La master class avec Sandrine Kiberlain

La master class avec Sandrine Kiberlain

Regard croisé : le récit de cette chaleureuse rencontre par deux étudiants de 1ère année

Arnaud Raboutet

Solaire et césarisée, Sandrine Kiberlain entre dans le théâtre des Béliers sous les applaudissements des étudiants. En l’accompagnant sur le plateau, son professeur Raymond Acquaviva pense à Meryl Streep. Elle s’en amusera toute la matinée : l’humour est sa belle pudeur.

L’actrice, plus reconnue que jamais, s’intéresse d’abord à ceux qui sont venus l’écouter. Elle se dit émue. « J’ai été à votre place, c’est fort ce qu’on vit à ce moment-là. On se demande comment réussir, on ne connaît pas le chemin, c’est un vertige immense. » Le chemin, personne ne le connaît. Mais aujourd’hui elle réalise qu’au fond de l’apprentie-comédienne se cachait une confiance intime, indéfectible et inconsciente. Malgré les refus, les doutes et les pleurs, une autre voie était inenvisageable. « Si vous voulez faire ce métier, rien ne peut vous en empêcher. » Il n’est évidemment pas question d’attentisme et vivement recommandé de créer, de monter, de porter. On parle d’une envie qui doit se déployer « à fond ». Tout ce qu’elle fait, c’est « à fond ».

Les metteurs en scène sentent notre envie.

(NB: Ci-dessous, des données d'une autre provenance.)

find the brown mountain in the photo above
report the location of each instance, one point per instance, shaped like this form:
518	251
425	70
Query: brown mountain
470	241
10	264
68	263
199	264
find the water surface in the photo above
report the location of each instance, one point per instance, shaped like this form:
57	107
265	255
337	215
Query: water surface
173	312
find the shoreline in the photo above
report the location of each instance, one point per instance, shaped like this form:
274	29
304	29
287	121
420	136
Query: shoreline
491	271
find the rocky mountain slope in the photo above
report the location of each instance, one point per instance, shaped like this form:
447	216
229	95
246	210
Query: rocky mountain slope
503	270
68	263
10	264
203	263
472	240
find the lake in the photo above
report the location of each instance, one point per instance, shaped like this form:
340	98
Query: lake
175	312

Quand Élie Chouraqui vient chercher de jeunes comédiens au cours Florent pour un clip au sujet du Sida, Sandrine Kiberlain donne tout, est prise, puis remarquée par un agent. « Un agent ne fait pas votre carrière et la confiance que certains peuvent donner vaut parfois plus que la visibilité. C’est dommage que les metteurs en scène n’aillent plus dans les cours de théâtre. Mais en représentation, on ne sait pas qui peut être dans la salle. » Pour entrer au Conservatoire national, l’élève prépare avec Raymond Acquaviva un monologue et une scène de film : deux choix risqués à l’époque. Une fois reçue, plutôt que de faire partie « des rois du Cons. et de la versification », elle crée et s’amuse avec une bande de copains. Pendant cette période, elle participe également à plusieurs courts-métrages de réalisateurs qui démarrent tout comme elle, citant notamment Sophie Fillières. « Ce sont les rencontres qui font les choses. » Éric Rochant, qui la choisit pour un magnifique rôle dans Les Patriotes (1994) contre l’avis des producteurs, lui offre plus qu’un psy. « La confiance vient du regard du cinéaste. » Dans les choix de la comédienne, l’entente artistique et affective est le critère absolu. Tip-Top (2013) lui est proposé en même temps qu’un autre film ; le scenario est abscons mais la rencontre avec Serge Bozon déterminante. « Il est déjanté mais je le comprenais, son univers me parlait. Il est lui et ne cherche ni à te plaire ni à te persuader. » De la même façon, quand Albert Dupontel lui offre le rôle qui l’a récemment consacrée dans 9 mois ferme, elle sait que d’autres actrices n’en voulait pas. La comparaison est tenue avec une offre amoureuse : « c’est vous et de toute façon la voisine n’en veut pas. » On connaît le résultat. Enfin, l’extrême bienveillance d’Alain Resnais (Aimer, boire et chanter, 2014) est évoquée. On se sent petit face au génie ; pourtant il est d’autant impressionné qu’il désire l’acteur. Il faut se rendre compte que « le metteur en scène est tout autant dans le besoin de son acteur que nous-même nous savons soumis à son désir ».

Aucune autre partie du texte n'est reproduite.